Q7: Why does the error happen only after a vCenter upgrade?
A: Upgrades often increase RAM requirements or don’t auto-renew certificates. Check RAM allocation and certificate expiration first.
Q8: Can plugin issues cause vCenter no healthy upstream?
A: Yes. Corrupted or outdated plugins can crash the vsphere-ui service. Check the UI logs for NullPointerException and unregister stale plugins.
Q9: What’s the minimum RAM for vCenter 8.0 to avoid this error?
A: 16GB RAM is recommended. 12GB is the minimum, but it’s more likely to trigger OOM Killer and the no healthy upstream error.
Q10: How long should I wait after restarting vCenter before troubleshooting?
A: Wait 10–20 minutes. Services can take time to fully start, especially after a reboot or upgrade. If the error still shows after 20 minutes, start troubleshooting.

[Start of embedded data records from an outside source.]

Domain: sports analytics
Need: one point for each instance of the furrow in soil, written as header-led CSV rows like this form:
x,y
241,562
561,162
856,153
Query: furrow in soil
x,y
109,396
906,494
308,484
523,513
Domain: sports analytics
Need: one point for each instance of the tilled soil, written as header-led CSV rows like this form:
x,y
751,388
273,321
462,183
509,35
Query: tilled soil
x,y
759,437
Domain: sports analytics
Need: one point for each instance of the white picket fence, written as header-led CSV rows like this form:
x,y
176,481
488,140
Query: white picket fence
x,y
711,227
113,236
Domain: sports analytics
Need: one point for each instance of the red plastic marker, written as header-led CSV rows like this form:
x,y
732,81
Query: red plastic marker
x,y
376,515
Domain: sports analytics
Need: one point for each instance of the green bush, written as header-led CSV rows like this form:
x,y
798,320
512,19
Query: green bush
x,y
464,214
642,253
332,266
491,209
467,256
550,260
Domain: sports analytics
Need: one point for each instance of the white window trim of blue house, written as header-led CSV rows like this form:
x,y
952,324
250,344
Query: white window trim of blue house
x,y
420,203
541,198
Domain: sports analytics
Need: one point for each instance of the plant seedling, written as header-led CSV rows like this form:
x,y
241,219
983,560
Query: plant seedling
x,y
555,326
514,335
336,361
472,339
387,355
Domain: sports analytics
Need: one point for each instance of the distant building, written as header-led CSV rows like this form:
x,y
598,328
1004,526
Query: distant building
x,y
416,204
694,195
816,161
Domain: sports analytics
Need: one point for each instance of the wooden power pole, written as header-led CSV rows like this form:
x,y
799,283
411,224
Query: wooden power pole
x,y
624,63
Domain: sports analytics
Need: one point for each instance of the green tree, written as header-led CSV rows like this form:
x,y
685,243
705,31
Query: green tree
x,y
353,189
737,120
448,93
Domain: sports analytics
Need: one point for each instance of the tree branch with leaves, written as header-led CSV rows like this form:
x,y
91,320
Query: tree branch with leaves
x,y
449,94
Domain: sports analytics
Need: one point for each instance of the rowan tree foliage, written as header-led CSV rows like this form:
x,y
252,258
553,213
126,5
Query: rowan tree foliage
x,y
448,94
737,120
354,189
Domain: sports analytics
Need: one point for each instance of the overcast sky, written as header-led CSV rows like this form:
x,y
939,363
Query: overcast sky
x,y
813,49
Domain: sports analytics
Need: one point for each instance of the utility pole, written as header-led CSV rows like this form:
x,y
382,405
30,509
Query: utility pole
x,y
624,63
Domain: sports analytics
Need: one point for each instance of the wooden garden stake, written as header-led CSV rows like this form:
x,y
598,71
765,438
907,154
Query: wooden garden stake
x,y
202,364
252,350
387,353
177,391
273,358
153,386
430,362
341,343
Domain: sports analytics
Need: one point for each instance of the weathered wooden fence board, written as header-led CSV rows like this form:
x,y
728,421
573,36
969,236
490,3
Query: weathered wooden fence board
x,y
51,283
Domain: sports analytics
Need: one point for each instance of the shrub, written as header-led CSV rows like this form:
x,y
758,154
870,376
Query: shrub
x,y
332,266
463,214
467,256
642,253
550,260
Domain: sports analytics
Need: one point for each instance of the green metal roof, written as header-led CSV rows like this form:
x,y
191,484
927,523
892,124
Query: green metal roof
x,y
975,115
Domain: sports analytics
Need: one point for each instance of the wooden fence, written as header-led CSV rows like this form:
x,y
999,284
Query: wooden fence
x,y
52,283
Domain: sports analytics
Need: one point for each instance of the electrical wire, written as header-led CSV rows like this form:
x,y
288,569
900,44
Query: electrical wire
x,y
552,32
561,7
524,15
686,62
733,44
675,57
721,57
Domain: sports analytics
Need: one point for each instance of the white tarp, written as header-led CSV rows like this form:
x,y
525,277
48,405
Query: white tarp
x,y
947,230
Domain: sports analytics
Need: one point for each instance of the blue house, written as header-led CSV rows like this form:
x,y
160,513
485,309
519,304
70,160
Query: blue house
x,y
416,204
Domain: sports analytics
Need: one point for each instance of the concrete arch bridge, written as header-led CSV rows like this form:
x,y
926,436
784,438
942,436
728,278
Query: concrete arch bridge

The vCenter no healthy upstream error is essentially a “smoke signal” indicating that the VCSA’s core services are unable to communicate. While the 503 message is a generic response from the reverse proxy, identifying the root cause – be it expired certificates, exhausted disk space, or a service crash – is straightforward when using a systematic CLI approach.
To effectively fix no healthy upstream error, always prioritize checking your STS certificates and partition health first. By maintaining proper resource overhead and monitoring your service logs, you can prevent no healthy upstream after reboot scenarios and ensure your vSphere environment remains stable. Always remember to take a file-based backup or VM snapshot before performing significant certificate or service remediation.